After a busy day, I like turning to dishes that don’t require too much hands-on time but still feel warming and flavorful. This Moroccan chickpea and carrot tagine fits the bill—it’s simple, comforting, and has a bit of a bright kick from the lemon zest.
The Story Behind This Recipe
This tagine is one of those dishes that feels just right when the season starts to cool down but you don’t want something heavy. I usually make it in a regular pot since I don’t own a traditional tagine, and it works just fine. Carrots and chickpeas hold up well with the spices, and they soak up all the color and fragrance.
One thing I appreciate about making tagines at home is how flexible the ingredients can be. I sometimes swap carrots for sweet potatoes or add a handful of raisins toward the end for a touch of sweetness. It’s a meal that’s easy to adapt depending on what you have on hand.
I usually serve this with couscous or simple flatbreads, which is how my family likes dipping up the sauce. It’s also just as good cold the next day, so make extra if you’re meal prepping. The lemon zest on top really brightens the dish and balances out the earthiness of the spices.
I remember sharing this on a chilly evening with a friend, and she was pleasantly surprised at how simple it was but felt like more than just a stew. It’s definitely become one of those dishes I fall back on when comfort and ease are what I’m after.
Cuisine: Moroccan
Course: Dinner
Servings: 4
Prep time: 15 minutes
Cook time: 35 minutes
Total time: 50 minutes
Ingredients
- 2 tablespoons olive oil
- 1 medium onion, thinly sliced
- 3 garlic cloves, minced
- 1 teaspoon ground cumin
- 1 teaspoon ground coriander
- 1/2 teaspoon ground cinnamon
- 1/2 teaspoon smoked paprika
- 1/4 teaspoon cayenne pepper (optional)
- 4 large carrots, sliced into 1/2-inch pieces
- 1 can (15 oz) chickpeas, rinsed and drained
- 1 1/2 cups vegetable broth
- 1 lemon, zested and juiced
- Salt and black pepper to taste
- Fresh cilantro or parsley for garnish
Instructions
- Step 1. Heat olive oil in a large pot over medium heat.

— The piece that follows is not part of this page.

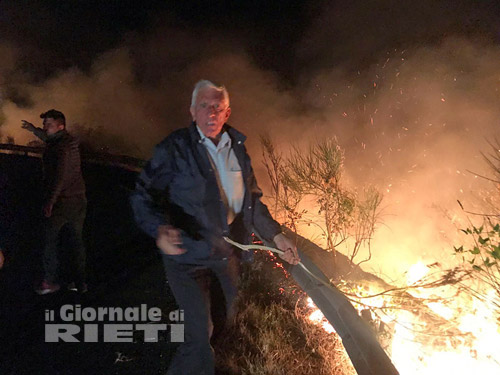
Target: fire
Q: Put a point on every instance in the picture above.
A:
(465, 340)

- Step 2. Add onion and cook until translucent, about 5 minutes.
- Step 3. Stir in garlic, cumin, coriander, cinnamon, smoked paprika, and cayenne pepper. Cook for 1-2 minutes until fragrant.
- Step 4. Add sliced carrots, chickpeas, and vegetable broth. Bring to a simmer.
- Step 5. Cover and cook for 25-30 minutes, or until carrots are tender.
- Step 6. Stir in lemon juice and season with salt and black pepper.
- Step 7. Serve sprinkled with lemon zest and fresh cilantro or parsley.
Tips for Success
- If you like your carrots a bit firmer, reduce the cooking time by a few minutes.
- Using fresh lemon zest instead of just juice adds a brighter flavor.
- Leftovers keep well refrigerated for 3-4 days and can be gently reheated.
Variations & Substitutions
- Add diced sweet potatoes or squash along with the carrots for more variety.
- Stir in a handful of chopped dried apricots or raisins at the end for a touch of sweetness.
- For some added protein, toss in cubed cooked chicken or lamb if you’re not vegetarian.